Com um olhar voltado para o futuro da carne bovina, a XX Jornada NESPro & Congresso Internacional de Criadores, iniciada nesta terça-feira (17) em Porto Alegre, foi aberta com reflexões sobre mercado, sanidade animal, clima político internacional e os rumos estratégicos da pecuária brasileira. O evento, promovido pelo Núcleo de Estudos em Sistemas de Produção de Bovinos de Corte e Cadeia Produtiva (NESPro) da Ufrgs, em parceria com o Instituto Desenvolve Pecuária, deixou, já na largada, um recado importante: o momento é favorável para ampliação dos planteis, mas precisa ser analisado com estratégia, para saber a hora certa de parar de comprar. 
A abertura ficou por conta da veterinária e CEO da Agrifatto, Lygia Pimentel, que traçou um panorama técnico sobre o ciclo pecuário brasileiro.
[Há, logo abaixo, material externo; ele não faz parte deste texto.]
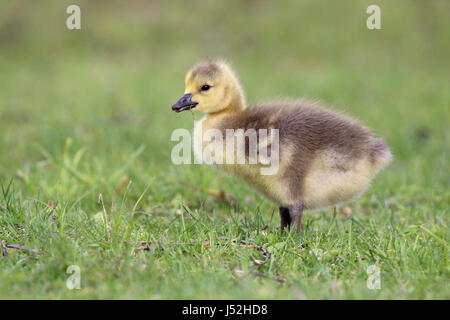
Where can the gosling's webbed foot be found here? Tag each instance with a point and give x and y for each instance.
(285, 218)
(295, 213)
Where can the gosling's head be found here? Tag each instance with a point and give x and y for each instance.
(211, 87)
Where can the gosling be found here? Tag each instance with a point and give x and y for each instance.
(325, 158)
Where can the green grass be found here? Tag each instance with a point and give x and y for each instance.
(87, 112)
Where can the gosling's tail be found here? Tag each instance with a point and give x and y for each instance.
(380, 154)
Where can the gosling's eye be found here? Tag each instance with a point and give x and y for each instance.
(205, 87)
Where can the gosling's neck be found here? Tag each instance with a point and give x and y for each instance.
(234, 107)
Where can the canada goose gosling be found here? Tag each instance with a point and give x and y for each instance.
(324, 157)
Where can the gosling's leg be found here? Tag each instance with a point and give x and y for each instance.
(296, 212)
(285, 218)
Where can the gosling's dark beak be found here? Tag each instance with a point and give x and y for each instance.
(184, 103)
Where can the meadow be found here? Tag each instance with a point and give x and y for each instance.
(87, 179)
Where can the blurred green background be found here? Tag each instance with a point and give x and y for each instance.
(84, 112)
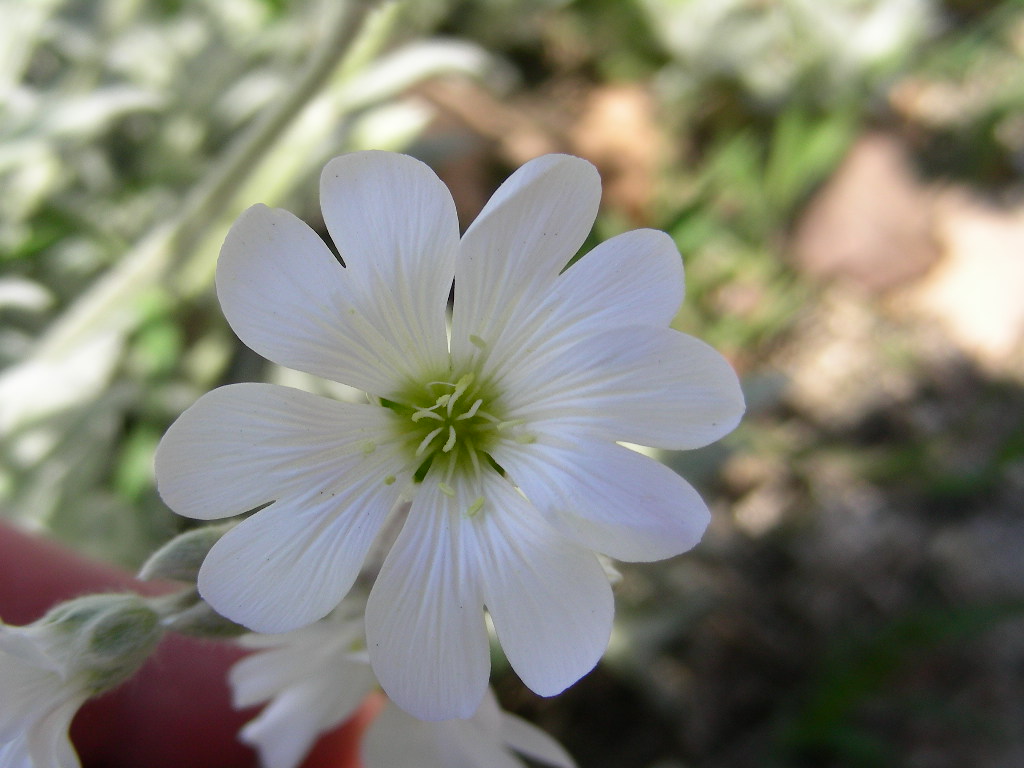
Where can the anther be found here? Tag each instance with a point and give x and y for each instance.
(427, 414)
(426, 440)
(503, 425)
(472, 411)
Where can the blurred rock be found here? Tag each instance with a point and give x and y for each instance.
(871, 223)
(619, 131)
(976, 293)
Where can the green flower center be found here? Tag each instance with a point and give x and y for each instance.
(453, 424)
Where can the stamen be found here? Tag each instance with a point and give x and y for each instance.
(460, 388)
(427, 414)
(451, 440)
(472, 411)
(503, 425)
(426, 440)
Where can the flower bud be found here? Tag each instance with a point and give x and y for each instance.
(181, 557)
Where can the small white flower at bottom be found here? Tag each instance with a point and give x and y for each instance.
(312, 680)
(39, 698)
(488, 739)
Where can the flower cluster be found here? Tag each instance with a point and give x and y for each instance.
(494, 445)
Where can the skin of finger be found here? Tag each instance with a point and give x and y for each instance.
(176, 711)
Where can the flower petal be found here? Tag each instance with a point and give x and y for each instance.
(287, 728)
(396, 228)
(550, 599)
(634, 279)
(292, 562)
(608, 498)
(48, 742)
(425, 628)
(639, 384)
(287, 297)
(245, 444)
(525, 235)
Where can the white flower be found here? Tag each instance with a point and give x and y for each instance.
(48, 669)
(505, 437)
(485, 740)
(39, 695)
(313, 681)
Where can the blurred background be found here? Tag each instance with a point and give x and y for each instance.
(844, 179)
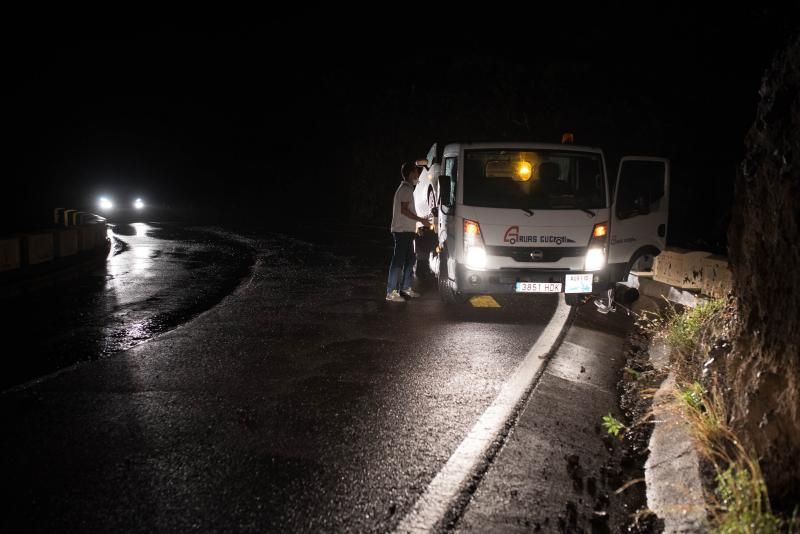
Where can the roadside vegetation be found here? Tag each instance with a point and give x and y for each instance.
(736, 493)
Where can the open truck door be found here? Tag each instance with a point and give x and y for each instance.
(639, 214)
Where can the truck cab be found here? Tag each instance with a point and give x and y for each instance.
(537, 218)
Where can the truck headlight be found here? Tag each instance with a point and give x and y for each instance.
(595, 259)
(476, 257)
(474, 252)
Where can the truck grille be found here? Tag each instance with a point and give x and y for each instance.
(536, 255)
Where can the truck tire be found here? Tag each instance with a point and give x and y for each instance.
(446, 292)
(425, 244)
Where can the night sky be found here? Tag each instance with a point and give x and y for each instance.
(250, 122)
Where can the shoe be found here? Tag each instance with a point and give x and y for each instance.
(395, 296)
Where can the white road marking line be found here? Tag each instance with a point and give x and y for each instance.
(451, 483)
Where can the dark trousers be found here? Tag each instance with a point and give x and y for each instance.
(402, 266)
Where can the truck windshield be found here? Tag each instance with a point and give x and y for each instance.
(545, 179)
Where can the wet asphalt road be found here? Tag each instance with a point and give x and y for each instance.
(302, 401)
(156, 277)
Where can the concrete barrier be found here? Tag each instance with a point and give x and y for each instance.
(68, 216)
(37, 248)
(680, 268)
(717, 280)
(66, 241)
(87, 237)
(686, 277)
(9, 254)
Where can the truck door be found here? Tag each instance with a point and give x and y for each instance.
(639, 212)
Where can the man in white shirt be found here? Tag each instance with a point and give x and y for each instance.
(404, 229)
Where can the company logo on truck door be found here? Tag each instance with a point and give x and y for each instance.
(513, 237)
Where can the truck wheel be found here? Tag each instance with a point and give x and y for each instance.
(424, 246)
(431, 201)
(446, 292)
(573, 299)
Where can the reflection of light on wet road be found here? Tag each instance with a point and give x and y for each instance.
(133, 275)
(141, 229)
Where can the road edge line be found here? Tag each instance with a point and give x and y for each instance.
(449, 491)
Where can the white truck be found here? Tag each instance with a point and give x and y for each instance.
(537, 218)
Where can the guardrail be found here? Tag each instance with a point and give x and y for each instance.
(75, 236)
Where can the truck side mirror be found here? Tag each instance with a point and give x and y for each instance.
(445, 191)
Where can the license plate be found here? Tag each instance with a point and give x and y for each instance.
(578, 283)
(538, 287)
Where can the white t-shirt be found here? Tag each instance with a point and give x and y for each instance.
(401, 223)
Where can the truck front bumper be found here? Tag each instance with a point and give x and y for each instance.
(504, 281)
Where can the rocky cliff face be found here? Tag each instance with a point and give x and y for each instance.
(763, 370)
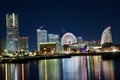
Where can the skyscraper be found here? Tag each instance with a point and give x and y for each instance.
(53, 37)
(41, 37)
(12, 33)
(2, 45)
(23, 43)
(106, 36)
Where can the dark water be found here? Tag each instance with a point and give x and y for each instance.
(74, 68)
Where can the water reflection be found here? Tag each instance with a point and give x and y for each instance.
(74, 68)
(50, 69)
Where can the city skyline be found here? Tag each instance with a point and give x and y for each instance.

Segundo ela, o País vive o fim da fase de baixa — o que, embora represente margens apertadas para o pecuarista, configura uma janela ideal para aquisição de gado a preços menores e preparação para um novo momento de valorização, previsto para 2026.
Já temos três anos de liquidação de fêmeas. Isso reduz a oferta de bezerros e sinaliza a reversão do ciclo”, afirmou Lygia.
O alerta é claro: o grande desafio será ter oferta quando os preços subirem e, mais adiante, saber a hora de parar, evitando comprar gado no pico de preços projetado para 2027.
A analista destacou a diversificação do mercado externo como pilar de sustentação dos preços internos. A China, que antes respondia por até 60% das exportações brasileiras, agora representa cerca de 37%, abrindo espaço para EUA e México.
Essa diluição do risco China foi fundamental. Exportar é o que tem segurado a precificação num mercado interno ainda estagnado”, observou.
No entanto, o acesso a crédito continua restrito, com taxa Selic alta, inflação resistente e margens em queda. No RS, a rentabilidade da pecuária segue parâmetros similares aos dos demais Estados e caiu de 45% para até 17%, dependendo da região.
Mas, mesmo importando carne mais barata de outros Estados, o RS preserva sua identidade na carne de alta qualidade, destacou Lygia.
Esse mercado premium já foi conquistado e cresce. Quem provou, não volta atrás”, observou, considerando que essa é uma característica que pode ser potencializada nas ações comerciais dos produtores e frigoríficos gaúchos.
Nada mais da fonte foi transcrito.